Help me describe BW to my Pathfinder RPG Group

Apparently, yes. How to pronounce Artha? (RECOMMENDED) - PronounceNames.com

…I was always pronouncing it “arth-ah”

I’m still pronouncing it “arth-ah,” because screw you, I’m American and I’ll butcher whatever pronunciation I want.

Haha! I may do the same to avoid seeming pretentious among my group members.

…and of course, in London, we pronounce it “Arfah”. :wink:
John

My brother said he wanted to play a character called Artha. With a relationship with Persona the Princess. Then we spent the rest of the afternoon just trying to work BW specific terminology into a character. We couldn’t.

That’s one of the things I hold back on with established groups used to DM-heavy games. Some players love taking control, and that’s fine. Some don’t, and BW also does that very well. You can use BITs to create the story, but it really works fine if you use BITs to signal what parts of the GM’s story you want to focus on. It starts off a little slower and with some fast Belief shuffling, but it works out great.

You know that standard GM thing where you ask your players what they’re enjoying? BW just formalizes that and lets them tell you before you ask.

AMEN!!!

The player-introduced fiction is a huge variation from Pathfinder, methinks. Being able to conjure game-changing NPCs with a roll of dice ala a Circles test? It’s amazing. And as mentioned before - Wises. Sweet, wonderful wises that - like Circles - can be your best friend or worst enemy.
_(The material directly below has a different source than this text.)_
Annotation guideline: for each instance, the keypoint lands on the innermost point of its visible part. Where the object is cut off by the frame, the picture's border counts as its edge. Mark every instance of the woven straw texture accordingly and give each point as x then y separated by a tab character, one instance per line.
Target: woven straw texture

I’ve become something of an evangelist for Burning Wheel in my area: I’ve given away a couple copies of Gold, bought three for myself, sold half a dozen copies in the store, and am currently running a semi-weekly campaign Monday nights at the store.

Here is how I differentiate Burning Wheel from most other common RPG’s.

  1. There are two books that have profoundly changed the way I and my friends role-play: Spirit of the Century and Burning Wheel. They’ve taught me things about role-playing that I have applied to all my other RPG’s, regardless.

  2. You’ve heard the old chestnut, “You can’t have rules for role-playing?” Well Burning Wheel proves that wrong. Character is at the center of Burning Wheel: you can’t even be a “Combat Munchkin” without roleplaying. When I read Burning Wheel, I realized that you don’t even have characters in games like D&D, you have avatars or meat-puppets that do whatever the player wants, regardless of whether it makes sense or not.

  3. Burning Wheel is the exact opposite of a Pathfinder Adventure Path. In an Adventure Path, the plot is pre-written, and the players essentially throw characters at the module, hoping that they have made relevant build choices for their characters, and often ignoring or warping their motivations to fit the adventure better.

In contrast, in Burning Wheel, characters and their motivations are at the center of the game. A Burning Wheel character sheet is a set of instructions to the referee as to what the player wants to happen in the game. The “strength” of a character build matters much less in Burning Wheel, because, by definition, whatever skills and traits you have chosen will be relevant to the game. Characters definitions include “Kick Me” signs that tell the referee exactly where to hurt them. You character will never be irrellevant to the plot: you characters drives the plot.

  1. If Dungeons and Dragons, Feng Shui, FATE and so on give the flavor of cinema, e.g., television and movies, Burning Wheel acts more like literature. Characters clash, and develop over the course of the campaign, and their internal life matters.

  2. $25 for a 600 page hard back book, and no endless supplements.

Right now, my “Orcs” campaign is marching towards “Doomsday” (the only holiday Orcs celebrate), and I will soon be starting a “Dwarves” campaign in parallel to it. I also am planting the seeds for an Empire of the Petal Throne campaign, using the rules as printed.

Personally, I am surprised that Burning Wheel Gold is still in stock at the distributors. Every time I sell a copy in the store, I am afraid it will be the last.

Smeelbo
“What if Bilbo had kept the Ring?”

  1. Characters in BW are still meat-puppets. There’s just incentive to puppet them in tune with their motivations. In what sense does BW ever force action on a character beyond some fringe cases (failing a Steel test or a DoW)? How are they more meaningful than fringe cases in D&D (failing a save vs. fear or charm)?

  2. This is a big selling point.

  3. Huh? BW does great cinematic stories. And cinematic doesn’t mean non-literary. I think the distinction you’re looking for is that BW emphasizes drama and most traditional games emphasize action. (Action in a genre sense, not action in a do-something sense, of course!)

  4. Hey there are BW supplements! Good ones! Just not so many of them. But yeah, $25 is hard to beat.